You can keep private health at a price I can afford by not allowing the changes.
These are the concerns of not just pensioners but struggling students, singles, families and self-funded retirees. They are already struggling with increasing cost-of-living pressures from electricity prices as a result of the carbon tax and huge increases in the costs of food and child care, and now the government is going to further punish Australians who want to take control of their own health care. These constituents can see that, while they are struggling, they have a government that is simply making life tougher.
This bill makes two main changes. Firstly, it restricts the private health insurance, or PHI, rebate from being payable on the component of private health insurance premiums with what is called a Lifetime Health Cover, or LHC, loading. The LHC was a measure that the Howard government introduced which resulted in a significantly increased number of Australians taking out private health insurance. The Lifetime Health Cover is a loading on private health insurance premiums that is applied at a rate of two per cent per year for every year that an individual is over the age of 30 when they take out hospital cover. The loading is an incentive, therefore, for Australians to take out private health insurance at an early age and maintain their cover.
Currently, the government pays the private health insurance rebate on the value of the total premium paid, including the LHC holding component. Therefore, by ceasing the payment on their PHI premiums, today's bill makes it even more difficult to maintain that PHI cover. At present, someone's LHC loading is removed after 10 continuous years of hospital cover, so there will be people who are very close to their loading being removed, having paid the loading in good faith and abiding by the appropriate rules and regulations. Now, the federal Labor government is changing the rules for ordinary Australians. Now they could be slugged with an increase of as much as 27 per cent in premiums, according to Private Health Care Australia.
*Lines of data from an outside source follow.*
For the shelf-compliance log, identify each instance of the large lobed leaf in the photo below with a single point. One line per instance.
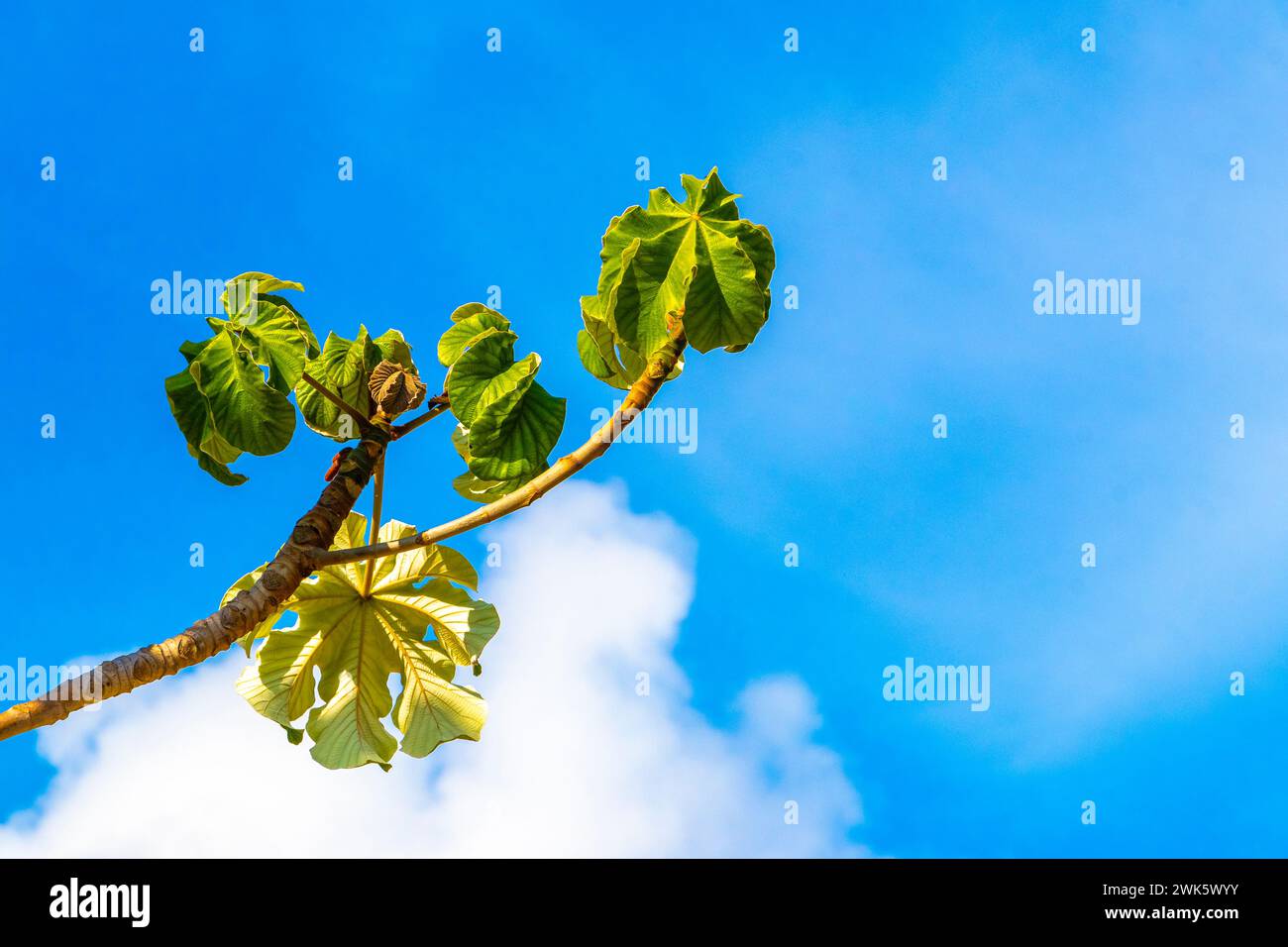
(344, 647)
(507, 421)
(344, 368)
(222, 402)
(698, 257)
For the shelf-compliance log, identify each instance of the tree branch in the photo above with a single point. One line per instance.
(215, 633)
(636, 399)
(438, 405)
(362, 420)
(377, 496)
(304, 552)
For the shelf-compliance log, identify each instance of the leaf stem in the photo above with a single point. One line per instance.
(338, 401)
(636, 399)
(377, 495)
(437, 405)
(218, 631)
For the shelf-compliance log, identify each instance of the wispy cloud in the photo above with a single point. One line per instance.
(574, 761)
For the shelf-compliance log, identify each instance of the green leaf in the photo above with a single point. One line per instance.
(281, 341)
(484, 369)
(514, 433)
(467, 330)
(509, 423)
(353, 643)
(344, 368)
(393, 348)
(222, 403)
(698, 257)
(245, 287)
(245, 411)
(473, 487)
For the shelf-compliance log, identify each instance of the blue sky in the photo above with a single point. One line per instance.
(476, 169)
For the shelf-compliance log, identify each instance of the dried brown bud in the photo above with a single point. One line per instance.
(394, 389)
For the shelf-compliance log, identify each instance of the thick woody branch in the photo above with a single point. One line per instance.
(360, 419)
(217, 633)
(636, 399)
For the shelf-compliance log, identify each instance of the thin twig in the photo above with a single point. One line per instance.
(636, 399)
(437, 406)
(377, 496)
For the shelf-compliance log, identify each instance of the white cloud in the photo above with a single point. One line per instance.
(574, 762)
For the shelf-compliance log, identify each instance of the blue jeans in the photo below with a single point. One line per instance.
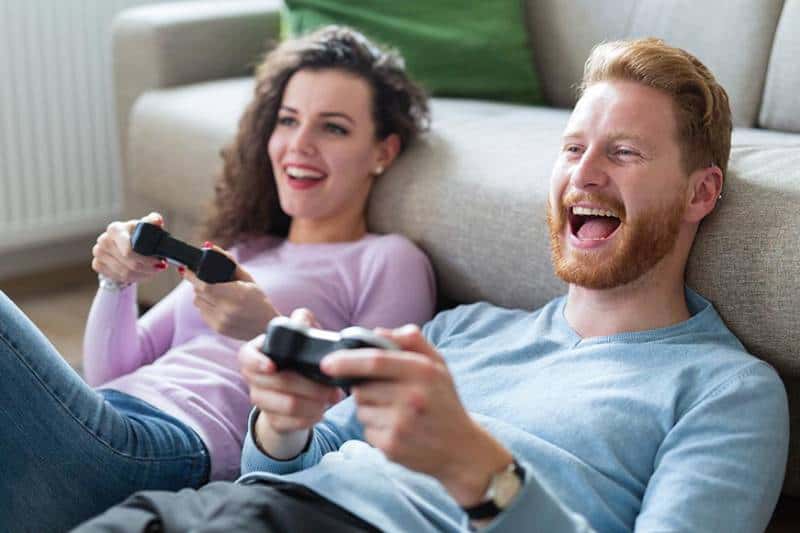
(67, 451)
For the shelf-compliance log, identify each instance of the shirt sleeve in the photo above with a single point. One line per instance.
(397, 285)
(116, 342)
(720, 468)
(337, 427)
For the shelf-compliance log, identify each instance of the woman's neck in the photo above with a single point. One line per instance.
(316, 231)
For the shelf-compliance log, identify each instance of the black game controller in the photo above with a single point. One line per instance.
(209, 265)
(293, 346)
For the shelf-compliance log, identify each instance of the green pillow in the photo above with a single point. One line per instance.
(470, 49)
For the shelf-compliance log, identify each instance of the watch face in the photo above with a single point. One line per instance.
(506, 485)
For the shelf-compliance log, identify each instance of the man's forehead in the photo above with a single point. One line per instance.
(622, 110)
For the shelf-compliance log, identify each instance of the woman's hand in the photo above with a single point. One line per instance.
(114, 258)
(237, 308)
(290, 404)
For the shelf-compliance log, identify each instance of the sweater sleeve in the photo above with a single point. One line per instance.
(116, 343)
(397, 285)
(720, 468)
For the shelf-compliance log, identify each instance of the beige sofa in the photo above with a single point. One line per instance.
(472, 192)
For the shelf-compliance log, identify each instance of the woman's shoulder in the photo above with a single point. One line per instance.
(390, 242)
(250, 247)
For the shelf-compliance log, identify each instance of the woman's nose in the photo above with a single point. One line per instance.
(302, 141)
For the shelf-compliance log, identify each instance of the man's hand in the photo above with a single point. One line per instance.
(411, 411)
(237, 309)
(290, 404)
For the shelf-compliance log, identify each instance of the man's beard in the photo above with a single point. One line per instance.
(641, 244)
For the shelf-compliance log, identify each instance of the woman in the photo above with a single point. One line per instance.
(169, 409)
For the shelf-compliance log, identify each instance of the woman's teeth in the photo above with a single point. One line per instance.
(303, 174)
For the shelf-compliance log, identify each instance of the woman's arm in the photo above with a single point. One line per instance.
(116, 343)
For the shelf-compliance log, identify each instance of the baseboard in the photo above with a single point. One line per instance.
(47, 267)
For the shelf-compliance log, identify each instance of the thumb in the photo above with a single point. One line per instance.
(240, 274)
(410, 338)
(154, 218)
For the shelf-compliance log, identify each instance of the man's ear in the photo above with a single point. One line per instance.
(705, 188)
(388, 150)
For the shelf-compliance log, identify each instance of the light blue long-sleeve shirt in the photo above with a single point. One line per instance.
(673, 429)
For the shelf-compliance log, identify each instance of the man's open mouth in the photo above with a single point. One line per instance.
(592, 224)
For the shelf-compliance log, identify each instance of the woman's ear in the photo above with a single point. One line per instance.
(705, 189)
(388, 149)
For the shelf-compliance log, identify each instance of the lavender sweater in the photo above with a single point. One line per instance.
(173, 360)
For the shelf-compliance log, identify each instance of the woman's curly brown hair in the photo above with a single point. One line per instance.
(246, 203)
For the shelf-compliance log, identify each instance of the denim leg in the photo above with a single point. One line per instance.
(68, 452)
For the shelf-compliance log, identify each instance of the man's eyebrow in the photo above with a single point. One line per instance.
(613, 136)
(327, 114)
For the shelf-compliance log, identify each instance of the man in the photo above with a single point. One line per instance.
(625, 405)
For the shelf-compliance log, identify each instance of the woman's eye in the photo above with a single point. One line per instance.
(335, 129)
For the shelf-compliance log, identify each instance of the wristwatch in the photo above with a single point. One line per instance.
(503, 487)
(109, 284)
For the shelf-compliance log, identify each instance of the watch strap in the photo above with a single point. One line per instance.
(489, 509)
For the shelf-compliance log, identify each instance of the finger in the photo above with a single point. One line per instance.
(154, 218)
(378, 393)
(289, 382)
(252, 360)
(376, 418)
(270, 401)
(378, 364)
(410, 338)
(305, 317)
(284, 424)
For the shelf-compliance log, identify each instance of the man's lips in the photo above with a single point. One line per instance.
(591, 225)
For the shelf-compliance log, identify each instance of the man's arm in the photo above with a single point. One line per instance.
(719, 469)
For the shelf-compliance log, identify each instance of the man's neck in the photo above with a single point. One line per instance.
(642, 305)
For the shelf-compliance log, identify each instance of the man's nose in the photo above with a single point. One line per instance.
(591, 171)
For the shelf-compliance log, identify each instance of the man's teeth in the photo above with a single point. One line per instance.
(303, 173)
(589, 211)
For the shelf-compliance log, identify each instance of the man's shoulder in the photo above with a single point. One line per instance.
(479, 320)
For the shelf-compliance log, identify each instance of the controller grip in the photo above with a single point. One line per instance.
(209, 265)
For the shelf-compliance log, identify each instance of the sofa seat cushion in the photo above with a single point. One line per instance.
(175, 139)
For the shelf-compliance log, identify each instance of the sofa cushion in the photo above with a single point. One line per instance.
(732, 37)
(781, 107)
(175, 139)
(481, 48)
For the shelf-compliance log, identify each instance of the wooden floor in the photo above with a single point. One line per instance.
(58, 303)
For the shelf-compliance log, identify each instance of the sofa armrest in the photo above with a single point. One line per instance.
(172, 44)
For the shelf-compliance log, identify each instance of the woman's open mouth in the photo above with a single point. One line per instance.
(592, 224)
(301, 177)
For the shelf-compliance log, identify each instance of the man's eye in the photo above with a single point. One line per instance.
(335, 129)
(625, 153)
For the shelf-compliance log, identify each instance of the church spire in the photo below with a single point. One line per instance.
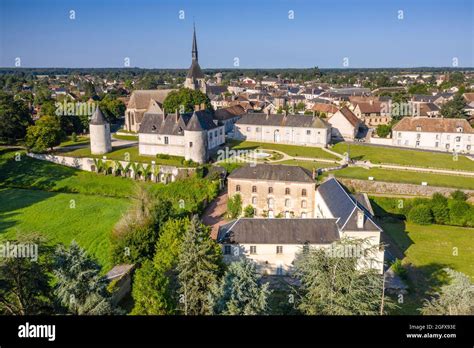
(194, 51)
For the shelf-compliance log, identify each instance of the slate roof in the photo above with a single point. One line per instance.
(98, 117)
(349, 116)
(173, 124)
(279, 231)
(229, 112)
(280, 120)
(344, 207)
(277, 172)
(436, 125)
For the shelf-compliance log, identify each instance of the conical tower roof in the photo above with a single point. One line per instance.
(98, 117)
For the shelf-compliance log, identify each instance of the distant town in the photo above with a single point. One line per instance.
(237, 192)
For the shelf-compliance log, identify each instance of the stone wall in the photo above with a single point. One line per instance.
(392, 188)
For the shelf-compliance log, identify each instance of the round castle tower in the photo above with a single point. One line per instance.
(195, 137)
(99, 130)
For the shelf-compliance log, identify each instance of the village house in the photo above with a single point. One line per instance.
(275, 190)
(273, 244)
(283, 129)
(441, 134)
(345, 125)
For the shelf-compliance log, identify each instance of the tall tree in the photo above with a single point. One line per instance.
(151, 291)
(332, 283)
(199, 266)
(240, 292)
(25, 283)
(80, 288)
(455, 298)
(44, 135)
(14, 118)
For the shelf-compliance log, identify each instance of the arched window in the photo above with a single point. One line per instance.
(271, 202)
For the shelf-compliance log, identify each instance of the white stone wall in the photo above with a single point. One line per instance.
(266, 258)
(284, 135)
(460, 142)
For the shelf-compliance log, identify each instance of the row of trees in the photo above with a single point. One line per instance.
(79, 288)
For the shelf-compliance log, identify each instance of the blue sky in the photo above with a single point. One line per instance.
(259, 32)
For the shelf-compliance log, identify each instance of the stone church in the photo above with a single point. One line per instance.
(142, 101)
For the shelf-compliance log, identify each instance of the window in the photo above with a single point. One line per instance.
(227, 249)
(270, 202)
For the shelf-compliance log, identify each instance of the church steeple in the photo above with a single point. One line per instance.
(194, 51)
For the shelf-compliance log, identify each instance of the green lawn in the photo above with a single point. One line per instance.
(61, 217)
(291, 150)
(47, 176)
(129, 153)
(125, 137)
(377, 154)
(307, 164)
(408, 177)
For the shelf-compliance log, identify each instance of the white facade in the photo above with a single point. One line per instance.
(284, 135)
(458, 142)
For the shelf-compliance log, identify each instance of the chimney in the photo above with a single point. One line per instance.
(360, 219)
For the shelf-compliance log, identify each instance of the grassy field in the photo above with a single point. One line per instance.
(426, 250)
(61, 217)
(129, 153)
(406, 177)
(47, 176)
(404, 157)
(294, 151)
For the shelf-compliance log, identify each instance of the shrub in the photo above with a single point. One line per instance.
(383, 130)
(459, 195)
(420, 214)
(234, 206)
(249, 211)
(398, 269)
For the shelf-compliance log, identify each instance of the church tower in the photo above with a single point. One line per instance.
(195, 78)
(99, 130)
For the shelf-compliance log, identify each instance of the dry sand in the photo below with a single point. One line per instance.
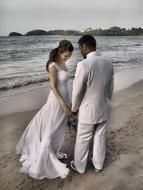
(123, 168)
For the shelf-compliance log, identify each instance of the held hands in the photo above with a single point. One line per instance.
(68, 111)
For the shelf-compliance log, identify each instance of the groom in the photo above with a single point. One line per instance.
(91, 98)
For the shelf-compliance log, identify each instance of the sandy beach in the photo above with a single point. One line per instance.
(123, 169)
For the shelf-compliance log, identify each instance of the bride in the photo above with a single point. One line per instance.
(41, 141)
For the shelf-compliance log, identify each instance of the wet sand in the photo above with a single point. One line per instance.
(123, 169)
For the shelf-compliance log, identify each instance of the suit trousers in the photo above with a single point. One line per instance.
(85, 132)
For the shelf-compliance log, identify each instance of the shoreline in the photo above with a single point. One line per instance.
(33, 97)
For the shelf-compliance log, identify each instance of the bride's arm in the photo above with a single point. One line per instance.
(53, 81)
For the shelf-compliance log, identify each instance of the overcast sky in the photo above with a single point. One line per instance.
(25, 15)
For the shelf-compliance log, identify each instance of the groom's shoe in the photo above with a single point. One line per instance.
(73, 166)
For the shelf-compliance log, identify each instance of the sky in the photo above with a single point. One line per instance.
(25, 15)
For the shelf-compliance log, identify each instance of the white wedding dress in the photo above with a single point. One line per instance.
(44, 135)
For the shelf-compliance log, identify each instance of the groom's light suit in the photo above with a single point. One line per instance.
(91, 95)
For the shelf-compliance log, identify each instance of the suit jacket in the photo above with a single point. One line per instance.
(93, 88)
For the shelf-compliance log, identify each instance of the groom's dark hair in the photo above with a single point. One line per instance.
(88, 40)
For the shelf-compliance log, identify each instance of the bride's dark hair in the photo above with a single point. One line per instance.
(64, 45)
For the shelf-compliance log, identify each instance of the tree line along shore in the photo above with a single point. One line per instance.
(113, 31)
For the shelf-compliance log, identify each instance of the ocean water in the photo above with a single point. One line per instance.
(23, 58)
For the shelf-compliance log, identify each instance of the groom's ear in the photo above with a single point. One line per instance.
(84, 47)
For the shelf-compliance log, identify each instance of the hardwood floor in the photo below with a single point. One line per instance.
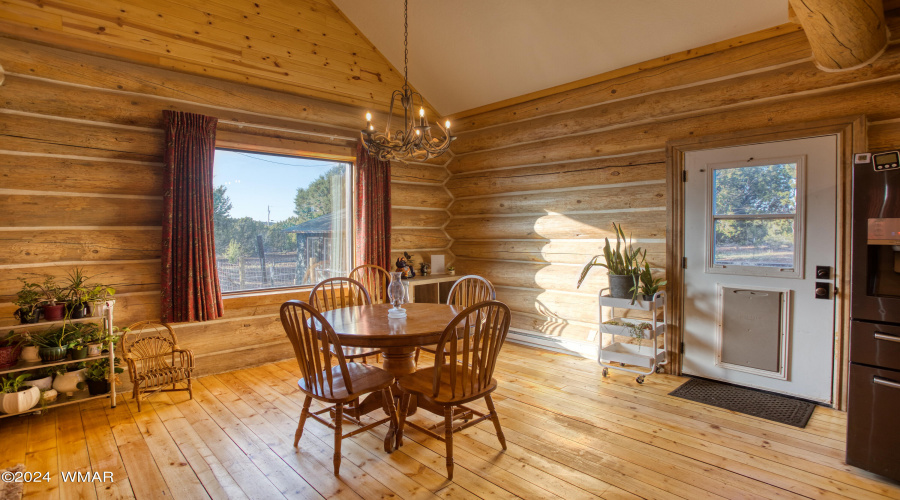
(571, 434)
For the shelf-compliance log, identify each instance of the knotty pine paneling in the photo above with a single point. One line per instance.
(81, 166)
(538, 184)
(303, 47)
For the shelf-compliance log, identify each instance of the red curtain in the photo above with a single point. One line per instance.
(190, 282)
(373, 209)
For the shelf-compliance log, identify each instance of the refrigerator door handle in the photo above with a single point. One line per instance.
(886, 382)
(889, 338)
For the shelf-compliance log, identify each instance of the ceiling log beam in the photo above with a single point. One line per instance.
(844, 34)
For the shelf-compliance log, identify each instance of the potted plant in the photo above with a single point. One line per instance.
(15, 397)
(10, 347)
(28, 299)
(68, 381)
(648, 285)
(82, 336)
(54, 299)
(29, 348)
(97, 376)
(54, 343)
(624, 266)
(77, 293)
(99, 296)
(42, 378)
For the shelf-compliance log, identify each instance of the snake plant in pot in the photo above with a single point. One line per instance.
(624, 264)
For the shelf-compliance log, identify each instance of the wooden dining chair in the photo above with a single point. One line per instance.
(472, 341)
(337, 293)
(375, 279)
(310, 335)
(466, 291)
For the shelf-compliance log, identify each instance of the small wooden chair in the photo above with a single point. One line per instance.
(375, 279)
(466, 291)
(337, 293)
(149, 346)
(310, 334)
(472, 341)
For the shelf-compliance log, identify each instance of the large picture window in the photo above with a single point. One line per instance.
(280, 221)
(756, 218)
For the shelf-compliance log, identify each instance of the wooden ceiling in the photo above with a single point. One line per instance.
(303, 47)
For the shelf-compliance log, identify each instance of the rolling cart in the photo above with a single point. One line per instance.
(617, 355)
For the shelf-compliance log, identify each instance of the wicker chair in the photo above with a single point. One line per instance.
(336, 293)
(466, 292)
(375, 280)
(155, 362)
(472, 342)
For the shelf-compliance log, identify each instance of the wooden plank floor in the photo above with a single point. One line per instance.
(571, 435)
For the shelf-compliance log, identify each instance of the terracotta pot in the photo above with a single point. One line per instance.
(17, 402)
(9, 355)
(30, 354)
(620, 285)
(41, 383)
(68, 382)
(51, 354)
(54, 313)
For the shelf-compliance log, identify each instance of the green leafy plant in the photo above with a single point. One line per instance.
(28, 299)
(648, 285)
(11, 384)
(624, 260)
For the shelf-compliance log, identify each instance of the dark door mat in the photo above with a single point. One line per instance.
(783, 409)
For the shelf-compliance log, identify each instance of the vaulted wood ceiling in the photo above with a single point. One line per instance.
(304, 47)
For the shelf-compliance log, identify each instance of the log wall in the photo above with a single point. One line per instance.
(81, 147)
(538, 184)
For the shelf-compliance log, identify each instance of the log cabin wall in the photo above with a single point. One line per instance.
(538, 184)
(81, 148)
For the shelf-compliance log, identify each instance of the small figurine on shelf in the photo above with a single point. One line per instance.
(404, 266)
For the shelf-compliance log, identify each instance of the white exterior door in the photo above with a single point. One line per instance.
(758, 220)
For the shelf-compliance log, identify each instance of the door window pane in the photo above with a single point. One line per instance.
(766, 189)
(754, 242)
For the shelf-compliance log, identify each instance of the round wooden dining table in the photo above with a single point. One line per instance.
(369, 326)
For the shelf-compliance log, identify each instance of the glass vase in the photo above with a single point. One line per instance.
(397, 294)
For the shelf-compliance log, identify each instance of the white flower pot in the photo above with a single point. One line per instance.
(41, 383)
(68, 382)
(29, 354)
(18, 402)
(94, 349)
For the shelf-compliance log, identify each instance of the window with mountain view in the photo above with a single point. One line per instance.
(280, 221)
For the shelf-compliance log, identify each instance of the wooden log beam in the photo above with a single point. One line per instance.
(844, 34)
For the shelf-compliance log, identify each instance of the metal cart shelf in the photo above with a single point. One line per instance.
(617, 355)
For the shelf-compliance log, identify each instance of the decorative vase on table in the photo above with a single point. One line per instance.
(397, 294)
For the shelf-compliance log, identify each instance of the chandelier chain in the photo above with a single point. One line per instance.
(405, 43)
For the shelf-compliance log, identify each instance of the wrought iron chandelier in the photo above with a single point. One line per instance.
(415, 142)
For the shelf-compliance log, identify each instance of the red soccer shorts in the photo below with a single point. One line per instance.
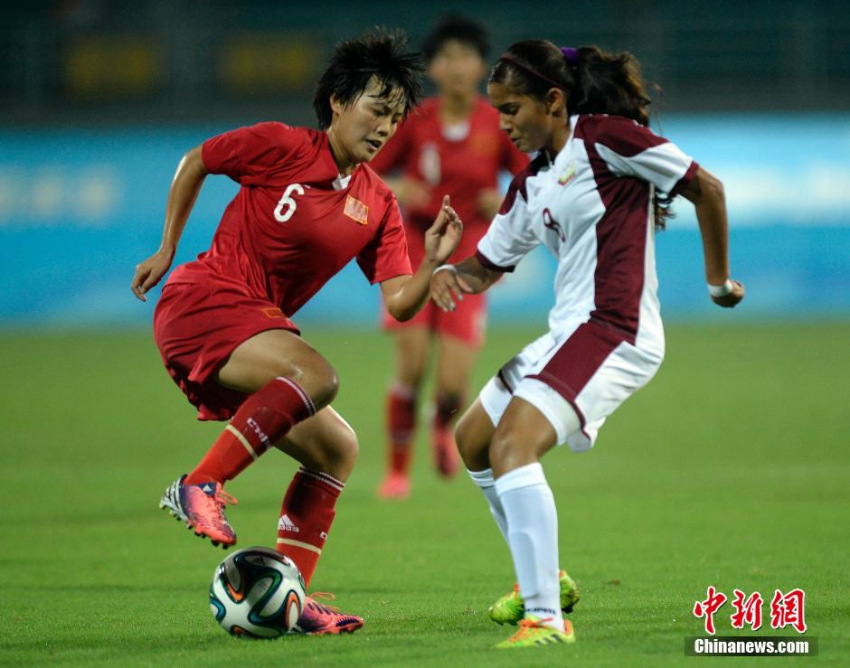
(197, 327)
(466, 323)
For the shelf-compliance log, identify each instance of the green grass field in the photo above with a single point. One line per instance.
(731, 469)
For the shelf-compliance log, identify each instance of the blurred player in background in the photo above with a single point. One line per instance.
(451, 144)
(308, 205)
(593, 196)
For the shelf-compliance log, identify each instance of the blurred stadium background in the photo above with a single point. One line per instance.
(99, 100)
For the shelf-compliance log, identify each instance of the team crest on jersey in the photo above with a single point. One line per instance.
(569, 174)
(551, 224)
(356, 210)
The Senate Community Affairs Legislation Committee, to which this bill was referred in November 2012, released its report on 12 March 2013, including a dissenting report by the coalition senators. The coalition senators noted their concerns with the bill, particularly its adverse consequences for low-income families, its consequences for the affordability of private health insurance, the consequences for the operations of private health insurers and the consequences for increased pressure on the public health system.